This Reds Pitcher Wore Custom Vans Cleats on the Baseball Diamond

After a months-long pandemic-induced delay, baseball fans were ecstatic this weekend when the MLB finally made its return.

And one of the biggest storylines out of the MLB’s opening weekend centered around Cincinnati Reds relief pitcher Michael Lorenzen — and his unconventional choice of footwear. When Lorezen took the field at Great American Ballpark in Cincinnati during Saturday’s game against the Detroit Tigers, eagle-eyed fans noticed that he was wearing custom Vans cleats.

Cincinnati Reds, pitcher,' Michael Lorenzen, vans cleats, custom cleats, (21) takes the field during a baseball game against the Detroit Tigers at Great American Ballpark in Cincinnati, Saturday, July 25, 2020. The Tigers won 6-4. (AP Photo/Aaron Doster)
Cincinnati Reds’ Michael Lorenzen takes the field wearing Vans.

 Vans cleats., baseball, close-up shot, michael lorenzen, cincinnati reds,
A closer look at Lorenzen’s custom Vans cleats.

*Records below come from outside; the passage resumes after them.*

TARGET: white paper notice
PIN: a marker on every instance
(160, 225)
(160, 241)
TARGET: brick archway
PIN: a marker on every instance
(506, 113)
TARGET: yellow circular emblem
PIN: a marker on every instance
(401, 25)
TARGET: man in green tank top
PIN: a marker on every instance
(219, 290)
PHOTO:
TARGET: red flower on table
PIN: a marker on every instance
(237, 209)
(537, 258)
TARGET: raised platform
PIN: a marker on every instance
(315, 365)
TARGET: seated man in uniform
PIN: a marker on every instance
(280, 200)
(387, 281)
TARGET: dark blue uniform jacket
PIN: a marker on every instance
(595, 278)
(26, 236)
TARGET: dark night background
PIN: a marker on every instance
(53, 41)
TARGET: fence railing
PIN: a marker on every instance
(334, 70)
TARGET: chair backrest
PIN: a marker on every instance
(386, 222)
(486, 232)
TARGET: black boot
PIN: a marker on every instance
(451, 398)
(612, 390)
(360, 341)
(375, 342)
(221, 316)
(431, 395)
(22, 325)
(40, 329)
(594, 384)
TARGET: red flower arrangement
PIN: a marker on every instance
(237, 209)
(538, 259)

Known for its skateboarding shoes, Vans doesn’t actually manufacture cleats. Lorenzen appeared to be wearing a pair of Vans’ Sk8-Hi, a $65 high-top sneaker with a canvas and suede upper, a padded, supportive ankle and Vans’ signature waffle outsole. His pair featured metal spikes attached to the bottom. MLB players typically wear more conventional styles, built for baseball, from the likes of Nike, Adidas and New Balance

Lorenzen didn’t have such a great day on the mound — he entered the game in the top of the seventh inning to try and hold a 3-2 lead against Detroit. While he managed a groundout and a strikeout, he gave up a home run to Miguel Cabrera in between, leading to a blown save. The Tigers went on to take the game, 6-4.

Nonetheless, his fashion choice seemed to be a winner, as it even caught the eye of former MLB All-Star Jered Weaver.

“By far the sickest thing I’ve ever seen on a baseball field! You don’t know how jealous I am of this… anyone who played w me knew I wanted to do this so bad… well done!!” Weaver wrote on Twitter.

Just a few years ago, Lorenzen’s shoe choice wouldn’t have been allowed, as players were required to wear shoes with an exterior that was at least 51% the color chosen by their teams — or they’d face a hefty fine. However, the MLB loosened regulations in 2018, allowing players to wear cleats featuring black, white, and gray in any proportion, in addition to team colors.